The ROSTER entry for this file lists the status as “Convicted.” This requires clarification. The SEC action against Paragon Coin was a civil administrative settlement, not a criminal conviction. Paragon Coin Inc. consented to the cease-and-desist order without admitting or denying the SEC’s findings. No individual associated with Paragon — including VerSteeg or Lavrov — was criminally indicted or convicted in the criminal sense in connection with the ICO itself. The civil settlement, while legally significant as one of the first SEC enforcement actions imposing penalties solely for an unregistered ICO, did not result in prison sentences, criminal records, or findings of fraud against any individual. The “Convicted” designation in the ROSTER reflects the civil resolution and the court-ordered liability entered against The Game in a subsequent class action, discussed below. Readers should understand that this is a civil resolution, not a criminal one.

Meta 1 Coin — Sovereign-Citizen Gold Fantasy Ends in Federal Conviction

Robert Dunlap and Nicole Bowdler raised more than $4 million from United States investors between 2018 and 2020 through the sale of META1 tokens, falsely claiming each coin was backed by $1 billion in gold assets and priced at $44,000 per token. The scheme combined fabricated asset backing, extravagant return promises, and a distinctive legal claim that the United States Securities and Exchange Commission had no authority over their offering — a position rooted in sovereign-citizen ideology. The SEC obtained an emergency asset freeze and halt of the offering in March 2020. Dunlap and Bowdler were subsequently indicted, tried, and convicted. Dunlap was sentenced to five years in federal prison in 2023; Bowdler received a sentence of three years probation after pleading guilty and cooperating with prosecutors.

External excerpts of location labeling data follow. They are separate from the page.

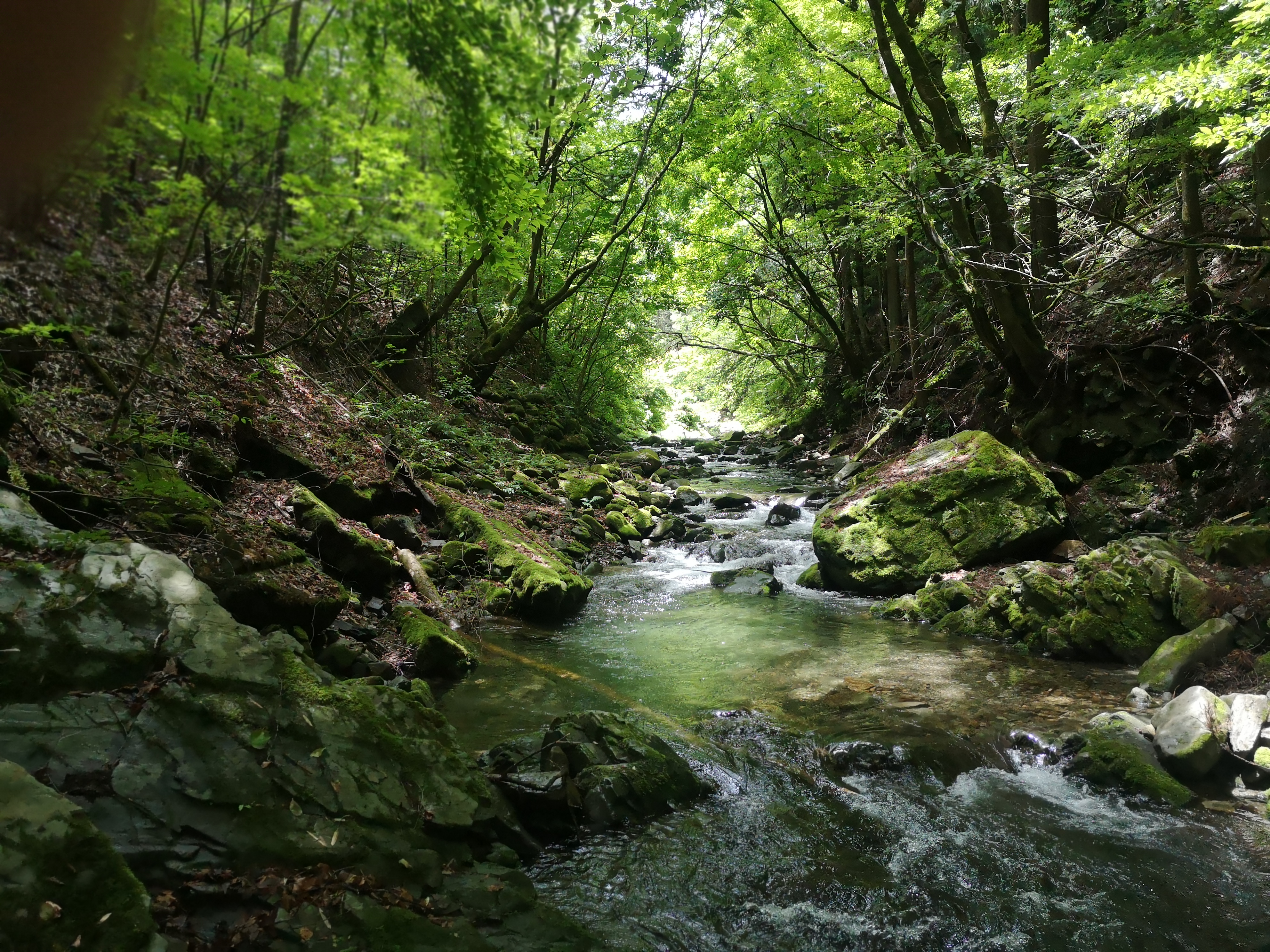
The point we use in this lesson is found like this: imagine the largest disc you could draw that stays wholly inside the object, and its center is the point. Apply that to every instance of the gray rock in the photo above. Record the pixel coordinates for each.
(60, 877)
(1191, 730)
(1183, 653)
(784, 513)
(1248, 715)
(1144, 728)
(1140, 699)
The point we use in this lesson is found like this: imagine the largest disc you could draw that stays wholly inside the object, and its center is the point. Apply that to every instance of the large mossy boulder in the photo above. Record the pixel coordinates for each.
(1115, 754)
(63, 885)
(539, 584)
(436, 653)
(594, 767)
(1235, 545)
(351, 554)
(1183, 653)
(1119, 602)
(955, 503)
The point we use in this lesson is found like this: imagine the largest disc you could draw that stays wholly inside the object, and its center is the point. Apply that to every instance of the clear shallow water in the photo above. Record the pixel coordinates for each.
(968, 846)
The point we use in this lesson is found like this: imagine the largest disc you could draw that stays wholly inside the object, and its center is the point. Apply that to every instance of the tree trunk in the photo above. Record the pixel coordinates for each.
(277, 200)
(1262, 172)
(1043, 210)
(1193, 226)
(893, 305)
(911, 295)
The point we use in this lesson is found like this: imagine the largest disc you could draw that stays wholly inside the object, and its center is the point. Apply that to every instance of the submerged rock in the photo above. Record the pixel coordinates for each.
(1235, 545)
(732, 502)
(596, 770)
(1117, 754)
(436, 653)
(746, 582)
(1191, 730)
(955, 503)
(63, 885)
(1183, 653)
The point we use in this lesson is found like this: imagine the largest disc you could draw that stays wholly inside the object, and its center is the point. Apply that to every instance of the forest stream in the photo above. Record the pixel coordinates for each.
(961, 836)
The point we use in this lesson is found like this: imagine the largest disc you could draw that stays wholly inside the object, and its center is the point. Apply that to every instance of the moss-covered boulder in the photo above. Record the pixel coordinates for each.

META1 was marketed as a “humanitarian” project offering financial liberation to ordinary Americans, particularly those the promoters described as underserved by the traditional banking system. The whitepaper and promotional materials claimed that the token’s value was guaranteed by gold reserves held in trust, that the coin could never lose value, and that profits of 224,923 percent were achievable. No gold reserves existed. No trust structure held any assets. The $44,000 per-token price was invented. Investors who wired funds or sent cryptocurrency to the offering received tokens that were, by any honest accounting, worthless instruments backed by nothing other than the promoters’ assertions.

The SEC’s emergency action in March 2020 froze approximately $9 million in assets associated with the scheme and appointed a receiver. Civil and criminal proceedings ran in parallel. The criminal case proceeded in the Western District of Texas, where both defendants were ultimately convicted. The Meta 1 Coin case is notable both for the scale of the fabrications involved — a per-token price of $44,000 and a claimed $1 billion gold reserve are among the more extreme false valuations documented in SEC enforcement records — and for the explicit invocation of sovereign-citizen legal theory as a purported shield against federal oversight.